Skill: Fixing Checkpoint Config Mismatch and Data Loss
Overview
| Field | Value |
|---|---|
| Date | 2026-01-22 |
| Objective | Fix checkpoint resume failures and recover lost worker progress data |
| Outcome | ✅ Successfully fixed config validation, recovered 590 lost runs, prevented future data loss |
| Time to Resolution | ~1 hour (analysis + implementation + verification) |
Problem Statement
When resuming E2E experiments from checkpoints, two critical issues occurred:
- •Config Mismatch Error: Resume failed with "Config has changed since checkpoint" even when configs were identical
- •Lost Worker Progress: Checkpoint showed
completed_runs: {}despite 590run_result.jsonfiles existing on disk
When to Use This Skill
Use this approach when:
- •✅ Checkpoint resume fails with "Config has changed" error despite matching configuration
- •✅ Checkpoint shows empty
completed_runsbut result files exist on disk - •✅ Experiment interrupts (SIGINT) appear to lose worker progress
- •✅ Config hash validation is too strict for legitimate resume scenarios
- •✅ Need to rebuild checkpoint state from scattered result files
Root Cause Analysis
Issue 1: Config Hash Mismatch
Problem: CLI args were hashed and validated against checkpoint hash, but user couldn't remember exact original args.
Root Cause: Design assumed user would provide identical CLI args on resume, but checkpoint already has the correct config saved.
Why It Failed:
- •Original experiment used 3 judge models:
opus, sonnet, haiku - •Resume command only specified 2 judges
- •Hash validation rejected resume despite checkpoint having full config stored
Issue 2: Lost Worker Progress (CRITICAL BUG)
Problem: 590 completed runs existed as run_result.json files, but checkpoint showed completed_runs: {}.
Root Cause: Race condition in interrupt handler:
# runner.py:380-385 (BUGGY CODE)
finally:
if is_shutdown_requested() and self.checkpoint:
self.checkpoint.status = "interrupted"
save_checkpoint(self.checkpoint, checkpoint_path) # ⚠️ OVERWRITES WORKER PROGRESS
What Happened:
- •Worker processes complete runs and save checkpoint with
completed_runspopulated - •User presses Ctrl+C (SIGINT)

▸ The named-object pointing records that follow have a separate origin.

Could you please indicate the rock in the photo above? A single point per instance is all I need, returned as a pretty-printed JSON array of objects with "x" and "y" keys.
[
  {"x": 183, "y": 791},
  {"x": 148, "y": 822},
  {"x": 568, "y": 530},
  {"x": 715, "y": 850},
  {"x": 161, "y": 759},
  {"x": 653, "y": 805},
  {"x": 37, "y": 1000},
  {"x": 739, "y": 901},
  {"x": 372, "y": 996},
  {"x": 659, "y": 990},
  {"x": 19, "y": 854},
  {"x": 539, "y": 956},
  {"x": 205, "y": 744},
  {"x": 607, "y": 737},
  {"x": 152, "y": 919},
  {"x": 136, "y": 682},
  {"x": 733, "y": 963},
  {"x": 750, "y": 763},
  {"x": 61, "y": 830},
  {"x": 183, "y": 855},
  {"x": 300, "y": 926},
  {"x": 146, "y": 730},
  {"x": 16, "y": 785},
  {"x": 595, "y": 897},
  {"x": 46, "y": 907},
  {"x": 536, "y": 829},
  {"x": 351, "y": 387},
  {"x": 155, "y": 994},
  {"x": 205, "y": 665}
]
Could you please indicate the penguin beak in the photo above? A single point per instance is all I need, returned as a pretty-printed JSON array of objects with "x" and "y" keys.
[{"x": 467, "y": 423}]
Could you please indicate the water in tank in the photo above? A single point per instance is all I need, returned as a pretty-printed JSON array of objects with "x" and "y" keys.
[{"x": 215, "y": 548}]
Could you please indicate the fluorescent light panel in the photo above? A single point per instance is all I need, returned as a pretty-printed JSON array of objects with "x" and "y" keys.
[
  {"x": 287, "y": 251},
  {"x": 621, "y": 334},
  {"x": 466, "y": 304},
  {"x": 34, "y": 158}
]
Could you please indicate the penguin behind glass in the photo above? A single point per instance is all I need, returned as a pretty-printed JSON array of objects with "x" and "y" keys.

- •Main process catches SIGINT in
finallyblock - •Main process saves
self.checkpointwhich has stalecompleted_runs: {} - •All worker progress is overwritten!
Issue 3: Incomplete Serialization
Problem: thinking_mode, max_subtests, and use_containers were missing from ExperimentConfig.to_dict().
Impact: Config couldn't be fully restored from saved JSON, causing subtle bugs.
Verified Workflow
Step 1: Create Repair Script
Created scripts/repair_checkpoint.py to rebuild completed_runs from existing result files:
# Scan for all run_result.json files
for run_result_file in experiment_dir.rglob("run_result.json"):
# Parse path: T0/00/run_01/run_result.json
tier_id, subtest_id, run_dir = parse_path(run_result_file)
run_num = int(run_dir.split("_")[1])
# Load result and determine status
with open(run_result_file) as f:
run_data = json.load(f)
status = "passed" if run_data.get("judge_passed") else "failed"
# Rebuild nested structure
completed_runs[tier_id][subtest_id][run_num] = status
Result: Recovered 590 lost runs across 5 tiers
Step 2: Fix Config Loading
Modified runner.py:191-219 to load config from checkpoint instead of validating CLI args:
if checkpoint_path and not self._fresh:
self.checkpoint = load_checkpoint(checkpoint_path)
self.experiment_dir = Path(self.checkpoint.experiment_dir)
# Load config from checkpoint's saved experiment.json
saved_config_path = self.experiment_dir / "config" / "experiment.json"
if saved_config_path.exists():
logger.info(f"📋 Loading config from checkpoint: {saved_config_path}")
self.config = ExperimentConfig.load(saved_config_path)
# Now CLI args don't matter - checkpoint config wins!
Why This Works:
- •Checkpoint always references the correct config via
experiment_dir - •No need for user to remember exact CLI args
- •Config hash validation becomes a sanity check only (fallback path)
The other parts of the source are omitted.